President Trump has only been in office for two weeks, and yet the world seems to have turned upside down. Among other things, the Trump administration has done everything in its power to advertise to the world that illegal aliens are not welcome. Woo hoo! Duly noted.
President Trump has promulgated an executive order repealing the program of racial discrimination that goes under the rubric of affirmative action. Christopher Caldwell is a scrupulous historian of the phenomenon. He observes:
For half a century, affirmative action has been the federal government’s principal instrument for carrying out desegregation, the longest and costliest moral crusade in American history. After the 1970s it was adapted to liberation movements, from feminism to gay rights. Supreme Court justices anguished over the way its call for special consideration of minorities might clash with the letter of the Civil Rights Act of 1964, which barred racial discrimination. Over the past decade affirmative action became the hammer of the diversity, equity, and inclusion (DEI) movement, which grew so unpopular that it has now brought affirmative action (and much else) down with it.
Trump’s decision to repeal it is the most significant policy change of this century—more significant than the Affordable Care Act of 2010 or anything done about Covid.
We thought it couldn’t be done. Pretty, pretty good.
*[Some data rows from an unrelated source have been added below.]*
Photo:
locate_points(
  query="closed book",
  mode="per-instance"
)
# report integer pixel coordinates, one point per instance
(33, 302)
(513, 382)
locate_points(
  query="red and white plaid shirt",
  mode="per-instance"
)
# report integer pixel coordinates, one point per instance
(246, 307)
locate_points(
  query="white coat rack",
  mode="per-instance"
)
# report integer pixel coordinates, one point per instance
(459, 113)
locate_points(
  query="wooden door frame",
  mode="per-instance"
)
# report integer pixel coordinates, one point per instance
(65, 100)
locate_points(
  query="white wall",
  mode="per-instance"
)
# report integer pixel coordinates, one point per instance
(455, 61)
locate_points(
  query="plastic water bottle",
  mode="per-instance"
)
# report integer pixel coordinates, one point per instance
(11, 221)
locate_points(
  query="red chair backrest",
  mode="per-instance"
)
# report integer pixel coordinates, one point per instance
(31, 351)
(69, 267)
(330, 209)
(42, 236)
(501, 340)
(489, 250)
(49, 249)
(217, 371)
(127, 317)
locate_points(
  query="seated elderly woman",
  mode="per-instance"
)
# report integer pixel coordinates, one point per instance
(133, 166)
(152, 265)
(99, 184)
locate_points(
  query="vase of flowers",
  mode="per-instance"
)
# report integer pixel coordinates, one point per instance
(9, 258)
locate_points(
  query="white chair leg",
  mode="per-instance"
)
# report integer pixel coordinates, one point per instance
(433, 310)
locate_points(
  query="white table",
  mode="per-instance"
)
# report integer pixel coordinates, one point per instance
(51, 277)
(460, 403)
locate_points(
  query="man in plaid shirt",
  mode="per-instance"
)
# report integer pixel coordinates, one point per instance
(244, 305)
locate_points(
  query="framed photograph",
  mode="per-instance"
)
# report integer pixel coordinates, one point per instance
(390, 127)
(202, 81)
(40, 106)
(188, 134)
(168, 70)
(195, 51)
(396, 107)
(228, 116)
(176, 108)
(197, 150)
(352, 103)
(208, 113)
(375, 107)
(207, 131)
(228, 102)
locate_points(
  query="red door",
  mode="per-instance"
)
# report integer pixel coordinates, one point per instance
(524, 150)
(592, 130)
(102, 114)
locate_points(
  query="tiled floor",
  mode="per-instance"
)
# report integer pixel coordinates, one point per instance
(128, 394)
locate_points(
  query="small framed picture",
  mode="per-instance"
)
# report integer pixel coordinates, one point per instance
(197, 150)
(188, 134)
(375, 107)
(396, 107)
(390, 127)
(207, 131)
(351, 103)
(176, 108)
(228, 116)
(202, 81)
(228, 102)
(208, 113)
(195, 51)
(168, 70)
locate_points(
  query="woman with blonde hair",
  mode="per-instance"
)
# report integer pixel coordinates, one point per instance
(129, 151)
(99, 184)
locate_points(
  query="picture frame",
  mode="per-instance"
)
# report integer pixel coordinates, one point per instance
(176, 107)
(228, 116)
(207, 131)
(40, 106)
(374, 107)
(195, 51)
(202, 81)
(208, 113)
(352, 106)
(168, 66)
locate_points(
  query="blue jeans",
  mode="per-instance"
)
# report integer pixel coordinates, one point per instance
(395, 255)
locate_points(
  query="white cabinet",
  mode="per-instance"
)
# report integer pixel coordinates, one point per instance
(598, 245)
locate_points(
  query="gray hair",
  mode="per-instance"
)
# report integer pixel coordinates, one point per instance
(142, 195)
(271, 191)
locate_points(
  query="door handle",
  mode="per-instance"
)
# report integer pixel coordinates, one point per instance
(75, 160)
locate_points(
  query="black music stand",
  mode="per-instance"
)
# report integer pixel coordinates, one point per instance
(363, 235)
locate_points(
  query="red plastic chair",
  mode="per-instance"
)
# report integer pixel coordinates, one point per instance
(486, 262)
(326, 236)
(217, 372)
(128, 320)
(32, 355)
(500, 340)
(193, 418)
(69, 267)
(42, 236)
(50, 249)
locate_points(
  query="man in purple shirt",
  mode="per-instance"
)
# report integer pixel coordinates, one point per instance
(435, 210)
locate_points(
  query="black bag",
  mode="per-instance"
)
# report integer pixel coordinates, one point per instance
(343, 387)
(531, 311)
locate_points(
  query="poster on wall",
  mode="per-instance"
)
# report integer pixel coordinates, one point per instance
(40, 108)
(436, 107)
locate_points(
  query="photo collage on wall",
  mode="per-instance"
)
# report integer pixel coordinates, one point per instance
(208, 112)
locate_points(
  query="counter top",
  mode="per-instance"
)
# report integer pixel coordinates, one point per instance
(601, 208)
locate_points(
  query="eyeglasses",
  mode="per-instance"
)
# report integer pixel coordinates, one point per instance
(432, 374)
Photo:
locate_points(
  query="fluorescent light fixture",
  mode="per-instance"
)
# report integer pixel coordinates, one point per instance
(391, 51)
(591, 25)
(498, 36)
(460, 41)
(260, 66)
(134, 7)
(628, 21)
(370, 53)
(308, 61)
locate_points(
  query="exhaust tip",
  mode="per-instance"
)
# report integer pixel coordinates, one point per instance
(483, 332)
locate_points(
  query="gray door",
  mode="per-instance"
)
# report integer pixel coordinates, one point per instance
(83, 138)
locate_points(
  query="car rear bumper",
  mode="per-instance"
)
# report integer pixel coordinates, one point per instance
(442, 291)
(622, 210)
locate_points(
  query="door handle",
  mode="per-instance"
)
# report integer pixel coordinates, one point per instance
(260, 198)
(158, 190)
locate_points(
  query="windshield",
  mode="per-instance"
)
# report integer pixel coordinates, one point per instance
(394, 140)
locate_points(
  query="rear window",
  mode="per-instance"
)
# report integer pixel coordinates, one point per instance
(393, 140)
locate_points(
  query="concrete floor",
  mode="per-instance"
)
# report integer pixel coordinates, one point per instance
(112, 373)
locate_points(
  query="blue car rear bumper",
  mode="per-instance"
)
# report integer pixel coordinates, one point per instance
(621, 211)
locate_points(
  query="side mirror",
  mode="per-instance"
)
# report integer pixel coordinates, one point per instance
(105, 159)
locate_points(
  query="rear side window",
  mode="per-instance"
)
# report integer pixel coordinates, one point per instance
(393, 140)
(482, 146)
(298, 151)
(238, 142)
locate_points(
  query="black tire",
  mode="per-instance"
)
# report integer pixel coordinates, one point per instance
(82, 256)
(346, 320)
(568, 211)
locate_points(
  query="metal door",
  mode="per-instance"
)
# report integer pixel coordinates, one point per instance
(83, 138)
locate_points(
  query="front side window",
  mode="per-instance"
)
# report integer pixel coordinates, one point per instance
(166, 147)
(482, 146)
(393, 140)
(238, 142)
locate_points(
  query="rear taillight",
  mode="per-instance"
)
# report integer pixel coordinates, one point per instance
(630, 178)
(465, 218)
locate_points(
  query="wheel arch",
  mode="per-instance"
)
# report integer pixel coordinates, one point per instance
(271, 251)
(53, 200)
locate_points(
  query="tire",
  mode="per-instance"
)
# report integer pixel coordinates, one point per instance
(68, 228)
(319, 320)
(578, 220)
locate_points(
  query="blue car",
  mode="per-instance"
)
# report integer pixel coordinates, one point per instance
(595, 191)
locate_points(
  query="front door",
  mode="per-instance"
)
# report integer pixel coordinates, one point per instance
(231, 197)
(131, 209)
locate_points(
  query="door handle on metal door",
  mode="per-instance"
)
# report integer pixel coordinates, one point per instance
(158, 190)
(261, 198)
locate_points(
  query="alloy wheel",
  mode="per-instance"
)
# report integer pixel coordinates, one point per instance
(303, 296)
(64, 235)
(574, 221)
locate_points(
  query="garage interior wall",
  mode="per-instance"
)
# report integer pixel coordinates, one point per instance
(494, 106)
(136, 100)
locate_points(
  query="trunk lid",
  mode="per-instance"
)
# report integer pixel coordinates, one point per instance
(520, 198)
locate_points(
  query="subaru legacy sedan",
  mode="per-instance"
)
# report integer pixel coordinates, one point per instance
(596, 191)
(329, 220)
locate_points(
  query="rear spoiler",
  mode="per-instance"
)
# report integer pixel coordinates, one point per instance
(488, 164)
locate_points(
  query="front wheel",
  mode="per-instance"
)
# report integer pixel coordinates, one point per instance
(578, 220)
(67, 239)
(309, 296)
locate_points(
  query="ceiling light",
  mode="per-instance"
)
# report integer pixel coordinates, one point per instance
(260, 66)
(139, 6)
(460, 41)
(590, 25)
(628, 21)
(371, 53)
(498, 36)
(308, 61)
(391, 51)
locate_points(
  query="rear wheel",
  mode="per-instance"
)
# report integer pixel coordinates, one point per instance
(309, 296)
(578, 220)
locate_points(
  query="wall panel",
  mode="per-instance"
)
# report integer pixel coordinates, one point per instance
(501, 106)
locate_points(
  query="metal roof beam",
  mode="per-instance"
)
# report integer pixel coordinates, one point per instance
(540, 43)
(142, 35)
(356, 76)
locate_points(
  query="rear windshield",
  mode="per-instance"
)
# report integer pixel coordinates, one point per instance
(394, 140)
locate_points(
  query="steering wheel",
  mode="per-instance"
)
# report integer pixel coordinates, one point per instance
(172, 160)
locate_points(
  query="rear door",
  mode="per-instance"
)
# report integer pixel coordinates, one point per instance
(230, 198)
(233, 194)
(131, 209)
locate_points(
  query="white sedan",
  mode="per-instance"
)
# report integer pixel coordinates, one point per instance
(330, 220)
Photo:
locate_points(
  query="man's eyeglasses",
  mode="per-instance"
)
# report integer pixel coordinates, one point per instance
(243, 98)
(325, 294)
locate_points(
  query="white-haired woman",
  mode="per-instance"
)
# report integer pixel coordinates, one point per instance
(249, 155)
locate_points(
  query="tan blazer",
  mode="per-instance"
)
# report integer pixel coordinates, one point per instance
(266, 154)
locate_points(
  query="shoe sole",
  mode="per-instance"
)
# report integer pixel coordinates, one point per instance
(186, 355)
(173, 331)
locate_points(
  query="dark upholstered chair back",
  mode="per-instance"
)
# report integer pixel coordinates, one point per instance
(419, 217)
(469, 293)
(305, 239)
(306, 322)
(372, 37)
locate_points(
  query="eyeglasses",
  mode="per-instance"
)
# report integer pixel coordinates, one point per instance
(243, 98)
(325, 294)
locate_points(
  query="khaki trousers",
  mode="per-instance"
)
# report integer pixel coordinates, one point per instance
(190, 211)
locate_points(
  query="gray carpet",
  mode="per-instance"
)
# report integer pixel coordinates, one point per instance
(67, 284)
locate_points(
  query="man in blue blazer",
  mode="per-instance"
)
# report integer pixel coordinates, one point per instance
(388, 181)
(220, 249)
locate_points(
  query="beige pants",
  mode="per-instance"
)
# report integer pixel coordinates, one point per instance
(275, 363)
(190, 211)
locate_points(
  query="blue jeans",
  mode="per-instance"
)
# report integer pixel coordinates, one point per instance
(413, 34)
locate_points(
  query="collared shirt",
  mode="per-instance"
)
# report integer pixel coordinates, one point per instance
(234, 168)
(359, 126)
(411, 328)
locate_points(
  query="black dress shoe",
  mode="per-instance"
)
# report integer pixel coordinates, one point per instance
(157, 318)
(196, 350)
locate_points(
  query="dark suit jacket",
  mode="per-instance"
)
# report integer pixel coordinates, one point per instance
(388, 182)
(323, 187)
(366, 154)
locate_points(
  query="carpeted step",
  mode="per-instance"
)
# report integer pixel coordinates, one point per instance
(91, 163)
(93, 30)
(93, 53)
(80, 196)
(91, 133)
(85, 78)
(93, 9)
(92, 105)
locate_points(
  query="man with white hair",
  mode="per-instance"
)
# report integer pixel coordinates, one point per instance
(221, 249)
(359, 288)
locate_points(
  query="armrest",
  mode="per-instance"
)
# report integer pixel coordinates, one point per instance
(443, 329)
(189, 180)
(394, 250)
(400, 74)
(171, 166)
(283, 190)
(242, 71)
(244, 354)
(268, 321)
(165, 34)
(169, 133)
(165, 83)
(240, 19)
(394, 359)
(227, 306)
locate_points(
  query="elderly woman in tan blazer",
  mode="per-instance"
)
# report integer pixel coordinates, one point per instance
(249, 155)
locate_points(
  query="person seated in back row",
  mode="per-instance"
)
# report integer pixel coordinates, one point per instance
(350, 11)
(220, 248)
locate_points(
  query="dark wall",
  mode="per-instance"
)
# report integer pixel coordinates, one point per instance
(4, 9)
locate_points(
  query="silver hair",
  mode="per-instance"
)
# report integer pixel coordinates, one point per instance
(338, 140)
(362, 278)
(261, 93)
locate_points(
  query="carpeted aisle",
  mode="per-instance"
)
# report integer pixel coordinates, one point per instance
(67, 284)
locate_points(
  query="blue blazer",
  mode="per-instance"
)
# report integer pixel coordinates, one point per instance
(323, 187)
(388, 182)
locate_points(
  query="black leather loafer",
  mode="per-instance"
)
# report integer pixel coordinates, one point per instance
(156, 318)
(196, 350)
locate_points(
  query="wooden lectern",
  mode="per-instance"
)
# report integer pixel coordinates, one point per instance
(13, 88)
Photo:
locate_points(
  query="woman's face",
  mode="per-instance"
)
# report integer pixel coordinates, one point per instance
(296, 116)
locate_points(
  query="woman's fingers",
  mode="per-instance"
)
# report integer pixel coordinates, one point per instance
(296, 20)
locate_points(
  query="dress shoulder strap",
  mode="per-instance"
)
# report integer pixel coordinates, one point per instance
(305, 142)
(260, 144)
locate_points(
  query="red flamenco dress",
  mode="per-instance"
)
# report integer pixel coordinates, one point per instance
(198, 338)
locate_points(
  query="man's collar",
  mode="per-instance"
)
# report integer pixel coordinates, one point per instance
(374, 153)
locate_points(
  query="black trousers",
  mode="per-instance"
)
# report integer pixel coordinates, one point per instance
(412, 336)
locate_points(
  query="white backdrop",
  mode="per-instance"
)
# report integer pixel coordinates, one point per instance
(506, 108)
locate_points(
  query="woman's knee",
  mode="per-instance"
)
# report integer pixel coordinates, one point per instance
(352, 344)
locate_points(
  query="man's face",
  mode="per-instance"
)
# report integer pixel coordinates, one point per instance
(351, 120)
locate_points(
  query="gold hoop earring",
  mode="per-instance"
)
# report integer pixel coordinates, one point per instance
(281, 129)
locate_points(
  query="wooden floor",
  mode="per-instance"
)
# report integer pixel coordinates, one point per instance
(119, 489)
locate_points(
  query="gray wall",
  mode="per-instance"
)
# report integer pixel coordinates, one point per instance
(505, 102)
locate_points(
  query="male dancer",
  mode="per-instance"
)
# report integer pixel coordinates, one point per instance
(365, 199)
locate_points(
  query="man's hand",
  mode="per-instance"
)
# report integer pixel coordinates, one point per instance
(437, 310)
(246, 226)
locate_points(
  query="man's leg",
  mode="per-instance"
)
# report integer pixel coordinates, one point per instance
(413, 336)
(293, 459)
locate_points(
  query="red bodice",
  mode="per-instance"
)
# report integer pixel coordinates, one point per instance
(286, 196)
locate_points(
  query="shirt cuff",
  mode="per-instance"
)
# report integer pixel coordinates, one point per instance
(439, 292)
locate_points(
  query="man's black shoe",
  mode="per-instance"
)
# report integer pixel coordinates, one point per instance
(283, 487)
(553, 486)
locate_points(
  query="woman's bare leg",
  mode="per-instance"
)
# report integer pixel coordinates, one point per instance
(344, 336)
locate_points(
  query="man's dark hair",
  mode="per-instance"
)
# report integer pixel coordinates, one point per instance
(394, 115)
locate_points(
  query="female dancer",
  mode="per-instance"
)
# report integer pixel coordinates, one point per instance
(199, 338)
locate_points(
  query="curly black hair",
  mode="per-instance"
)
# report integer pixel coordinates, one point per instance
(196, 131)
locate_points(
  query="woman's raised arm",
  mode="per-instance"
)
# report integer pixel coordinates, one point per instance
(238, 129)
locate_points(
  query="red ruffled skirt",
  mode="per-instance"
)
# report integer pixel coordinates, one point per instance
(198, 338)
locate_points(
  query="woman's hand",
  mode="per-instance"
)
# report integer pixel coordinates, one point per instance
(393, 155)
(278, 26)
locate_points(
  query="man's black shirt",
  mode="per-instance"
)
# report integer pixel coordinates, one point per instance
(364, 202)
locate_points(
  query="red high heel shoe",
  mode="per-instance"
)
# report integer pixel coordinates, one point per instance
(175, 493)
And these cataclysmic changes might better go to show what a difference a day makes.
Israeli Prime Minister Benjamin Netanyahu is the first foreign leader President Trump has chosen to meet with. They will meet this afternoon.
Netanyahu’s dance card has filled up with congressional leaders eager to meet with him as well. He has therefore extended his trip through this week.
JNS Jerusalem bureau chief Alex Traiman compares the treatment of Netanyahu then and now in “The key differences between Netanyahu’s July and February visits to Washington.” These “key differences” provide another angle on the difference the past two weeks have made.